Andrea Constand's victim impact statement details how she couldn't 'talk, eat, sleep, or socialize' after Bill Cosby sexual assault

Suzy Byrne
·Editor, Yahoo Entertainment

Andrea Constand — whom Bill Cosby was convicted of sexually assaulting — delivered her victim impact statement in court on Monday. On Tuesday, ahead of his sentence being announced, her entire five-page letter to the judge was released by prosecutors.

Andrea Constand arrives at the sentencing hearing for the sexual assault trial of Bill Cosby in Norristown, Pa., on Sept. 24. (Photo: David Maialetti/The Philadelphia Inquirer via AP, Pool)
Andrea Constand arrives at the sentencing hearing for the sexual assault trial of Bill Cosby in Norristown, Pa., on Sept. 24. (Photo: David Maialetti/The Philadelphia Inquirer via AP, Pool)

Constand was a Temple University basketball team administrator when she got to know the now-disgraced comedian, who had strong ties to the college. He became her “mentor” — and then her life changed.

Her five-page letter began with the Canada native’s detailing her successful college basketball career, which led to her later going pro and playing in Europe for a couple of years. She went on to take a job at Temple as the director of operations for the women’s basketball team to manage logistical details and travel arrangements. “I knew who I was and liked who I was,” she wrote.

But one evening in January 2004, “life as I knew it came to an abrupt end.” She said, “the man I had come to know as a mentor and friend,” Cosby, “drugged and sexually assaulted me.” She was “helpless” during the incident due to the drug he had given her: “I could not move my arms or legs. I couldn’t speak or even remain conscious. I was completely vulnerable, and powerless to protect myself.”

Laura McCrystal, a reporter for the Philadelphia Inquirer, posted the letter on social media:

After the assault, Constand initially wasn’t even sure what happened, but “the pain spoke volumes.” She was plagued by “shame,” “self-doubt,” and “confusion,” and handled it by isolating herself from loved ones. “I felt completely alone, unable to trust anyone, including myself.”

However, Constand was “required to continue to interact with Cosby, who was on the board of trustees at Temple, when he would call the school’s basketball office. “The sound of his voice over the phone felt like a knife going through my guts.” When he would come to the office, she was filled with “dread.”

Constand left her job soon after and returned to Canada, hoping the feeling of normalcy would return, but it didn’t. The “pain and anguish” followed. “I couldn’t talk, eat, sleep, or socialize.” And while she was staying with her family, whom she was very close to, she still felt “more isolated than ever.” Known for her big appetite, she lost weight to the point where she looked “more like a scarecrow with each passing week.” She couldn’t sleep, waking up after “two or three hours,” and was just “exhausted all the time.” She started having nightmares of another woman being sexually assaulted in front of her — and somehow Constand was to blame for it. When her mother heard her cry in her sleep, she finally shared her story of being assaulted.

She said going to Toronto authorities to report it only “intensified” her “fear and pain, making me feel more vulnerable and ashamed than ever.” Pennsylvania authorities initially decided not to prosecute, so she pursued a civil suit and said she was smeared by Cosby’s handlers for it.

“The psychological, emotional, and financial bullying included a slander campaign in the media that left my entire family reeling in shock and disbelief,” she wrote. “Instead of being praised as a straight-shooter, I was called a gold digger, a con artist, and a pathological liar. My hardworking middle-class parents were accused of trying to get money from a rich and famous man.”

She wrote that when she received a settlement, sealed testimony, and a nondisclosure agreement, she thought it was over. But attacks on her character continued.

Constand said she didn’t know her accusations were just the “tip of the iceberg” and that “60 other women have self-identified as victims of sexual assault victims of Bill Cosby. We may never know the full extent of his double life as a sexual predator, but his decades-long reign as a serial rapist [is] over.”

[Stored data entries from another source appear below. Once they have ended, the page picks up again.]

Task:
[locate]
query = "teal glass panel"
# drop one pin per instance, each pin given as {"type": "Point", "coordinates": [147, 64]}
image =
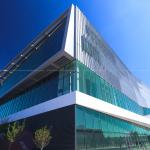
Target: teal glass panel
{"type": "Point", "coordinates": [101, 131]}
{"type": "Point", "coordinates": [90, 83]}
{"type": "Point", "coordinates": [45, 49]}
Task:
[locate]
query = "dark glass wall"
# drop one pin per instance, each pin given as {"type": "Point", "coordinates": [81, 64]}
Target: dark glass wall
{"type": "Point", "coordinates": [61, 123]}
{"type": "Point", "coordinates": [43, 51]}
{"type": "Point", "coordinates": [58, 83]}
{"type": "Point", "coordinates": [90, 83]}
{"type": "Point", "coordinates": [73, 76]}
{"type": "Point", "coordinates": [95, 130]}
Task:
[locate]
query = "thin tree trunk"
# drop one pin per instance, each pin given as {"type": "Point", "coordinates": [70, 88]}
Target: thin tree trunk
{"type": "Point", "coordinates": [9, 147]}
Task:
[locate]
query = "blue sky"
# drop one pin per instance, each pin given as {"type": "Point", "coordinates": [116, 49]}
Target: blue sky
{"type": "Point", "coordinates": [124, 24]}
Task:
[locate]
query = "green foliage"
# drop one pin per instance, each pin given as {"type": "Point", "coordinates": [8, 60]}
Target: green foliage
{"type": "Point", "coordinates": [42, 137]}
{"type": "Point", "coordinates": [14, 130]}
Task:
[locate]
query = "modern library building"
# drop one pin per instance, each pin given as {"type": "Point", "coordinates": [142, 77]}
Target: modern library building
{"type": "Point", "coordinates": [71, 81]}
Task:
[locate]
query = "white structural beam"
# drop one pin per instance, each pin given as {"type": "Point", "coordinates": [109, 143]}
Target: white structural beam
{"type": "Point", "coordinates": [82, 100]}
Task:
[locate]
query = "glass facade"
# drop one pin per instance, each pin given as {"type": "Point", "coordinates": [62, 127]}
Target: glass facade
{"type": "Point", "coordinates": [43, 51]}
{"type": "Point", "coordinates": [73, 76]}
{"type": "Point", "coordinates": [90, 83]}
{"type": "Point", "coordinates": [95, 130]}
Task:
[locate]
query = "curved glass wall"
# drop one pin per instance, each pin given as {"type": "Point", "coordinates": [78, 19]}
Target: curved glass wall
{"type": "Point", "coordinates": [45, 49]}
{"type": "Point", "coordinates": [95, 130]}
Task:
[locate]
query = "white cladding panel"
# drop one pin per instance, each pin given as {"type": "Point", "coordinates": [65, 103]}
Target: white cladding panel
{"type": "Point", "coordinates": [92, 51]}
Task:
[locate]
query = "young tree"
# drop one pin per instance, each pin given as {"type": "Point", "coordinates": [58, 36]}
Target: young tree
{"type": "Point", "coordinates": [42, 137]}
{"type": "Point", "coordinates": [13, 132]}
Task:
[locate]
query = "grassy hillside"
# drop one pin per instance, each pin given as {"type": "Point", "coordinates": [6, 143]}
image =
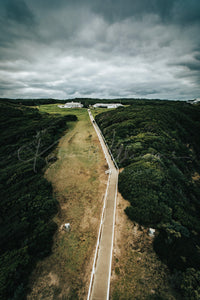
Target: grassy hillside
{"type": "Point", "coordinates": [157, 145]}
{"type": "Point", "coordinates": [27, 206]}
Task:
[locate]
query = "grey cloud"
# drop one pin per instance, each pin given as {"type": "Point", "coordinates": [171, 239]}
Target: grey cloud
{"type": "Point", "coordinates": [99, 48]}
{"type": "Point", "coordinates": [19, 11]}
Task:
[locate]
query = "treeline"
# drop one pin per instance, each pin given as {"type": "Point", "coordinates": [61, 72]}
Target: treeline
{"type": "Point", "coordinates": [85, 101]}
{"type": "Point", "coordinates": [27, 204]}
{"type": "Point", "coordinates": [158, 145]}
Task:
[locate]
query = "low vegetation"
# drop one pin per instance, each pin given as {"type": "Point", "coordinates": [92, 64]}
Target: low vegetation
{"type": "Point", "coordinates": [27, 204]}
{"type": "Point", "coordinates": [157, 145]}
{"type": "Point", "coordinates": [79, 183]}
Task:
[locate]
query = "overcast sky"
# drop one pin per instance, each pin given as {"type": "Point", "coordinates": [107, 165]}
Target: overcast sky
{"type": "Point", "coordinates": [100, 48]}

However, it has had lasting effects. She wrote that she’s no longer that “young woman brimming with confidence” that she was before the assault. “Now, almost 15 years later, I’m a middle-aged woman who’s been stuck in a holding pattern for most of her adult life, unable to heal fully or move forward. Bill Cosby took my beautiful, healthy, young spirit and crushed it. He robbed me of my health and vitality, my open nature, and my trust in myself and others.”

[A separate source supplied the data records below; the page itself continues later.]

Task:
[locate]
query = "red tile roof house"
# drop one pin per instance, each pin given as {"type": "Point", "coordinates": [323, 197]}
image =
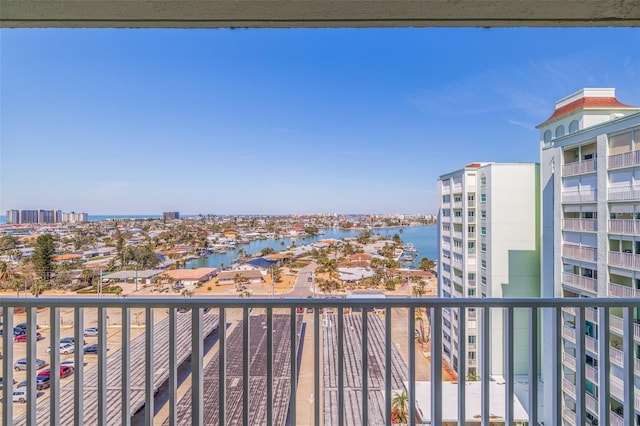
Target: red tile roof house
{"type": "Point", "coordinates": [191, 277]}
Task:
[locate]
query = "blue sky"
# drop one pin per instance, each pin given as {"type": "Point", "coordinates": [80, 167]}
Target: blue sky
{"type": "Point", "coordinates": [281, 121]}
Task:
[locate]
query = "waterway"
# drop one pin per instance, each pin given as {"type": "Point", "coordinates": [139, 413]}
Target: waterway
{"type": "Point", "coordinates": [424, 238]}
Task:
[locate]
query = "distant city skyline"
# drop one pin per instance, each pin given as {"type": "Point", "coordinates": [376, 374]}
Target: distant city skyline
{"type": "Point", "coordinates": [288, 121]}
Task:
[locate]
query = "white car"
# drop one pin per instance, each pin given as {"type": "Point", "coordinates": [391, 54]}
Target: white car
{"type": "Point", "coordinates": [65, 348]}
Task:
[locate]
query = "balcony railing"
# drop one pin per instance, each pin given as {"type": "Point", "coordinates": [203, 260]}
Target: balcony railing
{"type": "Point", "coordinates": [583, 225]}
{"type": "Point", "coordinates": [625, 260]}
{"type": "Point", "coordinates": [627, 193]}
{"type": "Point", "coordinates": [578, 281]}
{"type": "Point", "coordinates": [583, 196]}
{"type": "Point", "coordinates": [579, 167]}
{"type": "Point", "coordinates": [625, 159]}
{"type": "Point", "coordinates": [589, 254]}
{"type": "Point", "coordinates": [624, 226]}
{"type": "Point", "coordinates": [248, 357]}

Constand, now a massage therapist who works to heal others, wrote that she never married and has no partner. She lives alone. Her dogs are her companions, and her family members — her mother, Gianna; father, Andrew; and sister, Diana, who also spoke in court yesterday in support (her sister called her her “hero”) — are her closest friends.

“Instead of looking back, I am looking forward to looking forward,” she wrote. “I want to get to the place where the person I was meant to be gets a second chance.”